The competitive landscape has never been more intense. Just days before IBM’s announcement, Google revealed its own quantum algorithm breakthrough, claiming “verifiable quantum advantage” with its new “Quantum Echoes” algorithm. Microsoft, meanwhile, is pursuing a dual strategy: backing a major neutral-atom quantum computer while also developing experimental “topological qubits” that could, in theory, eliminate the need for complex error correction altogether. Amazon’s AWS is charting its own course with the Ocelot chip, engineering “bosonic qubits” designed to suppress errors at the hardware level from the outset. Each of these approaches comes with monumental engineering challenges, and it remains to be seen which will ultimately prove most scalable or commercially viable.

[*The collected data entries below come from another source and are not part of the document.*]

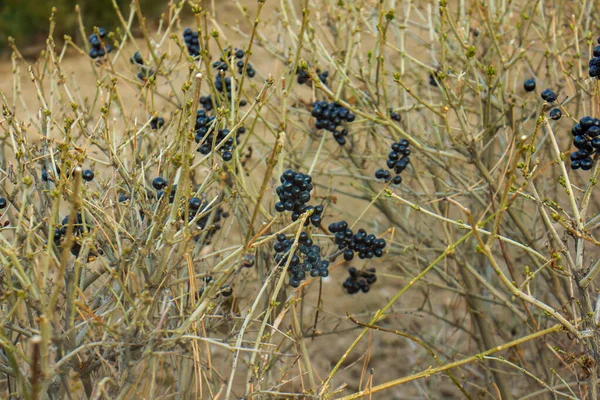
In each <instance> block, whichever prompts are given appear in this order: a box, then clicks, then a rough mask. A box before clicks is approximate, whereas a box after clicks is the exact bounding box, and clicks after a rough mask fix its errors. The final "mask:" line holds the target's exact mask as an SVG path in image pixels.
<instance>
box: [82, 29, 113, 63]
mask: <svg viewBox="0 0 600 400" xmlns="http://www.w3.org/2000/svg"><path fill="white" fill-rule="evenodd" d="M105 37H106V29H104V28H98V35H97V34H95V33H92V34H91V35H90V36H89V37H88V42H90V46H92V48H91V50H90V52H89V55H90V57H91V58H93V59H96V58H102V57H104V56H105V55H107V54H108V53H110V52H111V51H112V46H111V45H110V44H106V45H104V46H103V45H102V41H101V39H104V38H105Z"/></svg>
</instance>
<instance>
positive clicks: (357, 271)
mask: <svg viewBox="0 0 600 400" xmlns="http://www.w3.org/2000/svg"><path fill="white" fill-rule="evenodd" d="M348 273H349V274H350V276H349V277H348V278H346V280H345V281H344V284H343V286H344V289H346V290H347V291H348V294H355V293H358V292H360V291H362V292H363V293H367V292H368V291H369V290H370V289H371V285H372V284H374V283H375V282H376V281H377V277H376V276H375V268H369V269H368V270H366V271H357V270H356V268H354V267H350V268H348Z"/></svg>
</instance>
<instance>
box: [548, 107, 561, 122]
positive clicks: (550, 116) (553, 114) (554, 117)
mask: <svg viewBox="0 0 600 400" xmlns="http://www.w3.org/2000/svg"><path fill="white" fill-rule="evenodd" d="M560 117H562V111H560V108H553V109H552V110H550V119H553V120H555V121H557V120H559V119H560Z"/></svg>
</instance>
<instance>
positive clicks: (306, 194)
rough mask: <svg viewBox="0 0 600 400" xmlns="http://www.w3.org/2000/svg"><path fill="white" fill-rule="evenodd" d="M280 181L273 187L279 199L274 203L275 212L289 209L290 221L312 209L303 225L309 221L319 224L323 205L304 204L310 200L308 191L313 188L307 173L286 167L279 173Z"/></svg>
mask: <svg viewBox="0 0 600 400" xmlns="http://www.w3.org/2000/svg"><path fill="white" fill-rule="evenodd" d="M280 181H281V185H280V186H278V187H277V188H276V189H275V192H276V193H277V196H278V197H279V201H278V202H277V203H276V204H275V210H276V211H277V212H284V211H291V212H292V221H296V220H298V218H300V215H301V214H303V213H305V212H307V211H311V210H312V211H313V213H312V215H311V216H310V218H308V219H307V220H306V222H305V226H308V225H309V224H311V223H312V224H313V225H314V226H319V225H320V224H321V218H322V217H321V214H322V213H323V206H321V205H318V206H316V207H313V206H307V205H306V204H307V203H308V202H309V201H310V192H311V191H312V189H313V184H312V178H311V177H310V176H309V175H305V174H303V173H301V172H296V171H293V170H291V169H288V170H286V171H285V172H284V173H283V174H282V175H281V178H280Z"/></svg>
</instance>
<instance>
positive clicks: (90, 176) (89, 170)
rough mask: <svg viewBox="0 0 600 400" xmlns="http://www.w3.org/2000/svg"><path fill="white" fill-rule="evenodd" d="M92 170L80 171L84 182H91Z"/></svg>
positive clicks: (89, 169) (93, 173)
mask: <svg viewBox="0 0 600 400" xmlns="http://www.w3.org/2000/svg"><path fill="white" fill-rule="evenodd" d="M94 176H95V175H94V171H92V170H91V169H84V170H83V172H82V173H81V177H82V178H83V180H84V181H86V182H91V181H93V180H94Z"/></svg>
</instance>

Yet, as Winfried Hensinger, a professor at the University of Sussex, observed following Google’s news, these rapid-fire advancements are “yet another convincing proof that quantum computers are gradually becoming more and more powerful.” The focus in the quantum race is shifting away from raw qubit counts and theoretical performance toward the engineering of verifiable, repeatable, and practical systems—systems that can operate using today’s hardware, not tomorrow’s wish list.
The market’s reaction to IBM and AMD’s news was immediate and emphatic. On October 24, IBM’s stock soared 8.2% to $308.32, its highest close since 2022, while AMD’s shares hit a record intraday peak near $253, up approximately 8%. Both companies closed at all-time highs, reflecting investor enthusiasm for their quantum and AI strategies. AMD, already a dominant force in AI and data center hardware, has seen its shares more than double year-to-date in 2025. IBM, for its part, is up roughly 40% this year, making it one of the Dow’s top performers. As Investopedia aptly put it, the event “took a quantum leap” in both companies’ prospects.
AMD’s influence extends beyond quantum. Its new EPYC 4005 series processors are powering Super Micro Computer, Inc’s latest AI servers, supporting efficient data center solutions for cloud providers and businesses focused on AI inference and online gaming. The company’s chips are at the heart of Supermicro’s MicroBlade multi-node solution, providing powerful, affordable systems that modernize data centers. AMD’s recent collaborations—including a landmark deal with OpenAI to supply up to six gigawatts of computing capacity using next-generation Instinct MI450X GPUs—underscore its expanding role across next-generation technologies.
For IBM, the successful demonstration of error correction on AMD hardware validates its hybrid quantum-classical computing vision. The company’s partners, including Japan’s RIKEN institute, are already linking IBM quantum modules to classical supercomputers such as Fugaku, further advancing the integration of quantum and classical resources. These developments suggest that the age of hybrid, practical quantum computing is not just a distant dream but an approaching reality.
Industry analysts are cautiously upbeat about what lies ahead. Investors will be watching closely as both companies prepare for upcoming earnings reports and provide guidance on how these technological advances will translate into commercial gains. For now, one thing is clear: the quantum race is heating up, and the winners may be those who can bridge the gap between cutting-edge theory and practical, scalable solutions using today’s hardware. With IBM and AMD’s partnership, that future seems closer than ever.
As the dust settles on this week’s announcements, the message is unmistakable: quantum computing is no longer confined to the laboratory. With practical error correction running on affordable, widely available chips, the next era of computing may be just around the corner.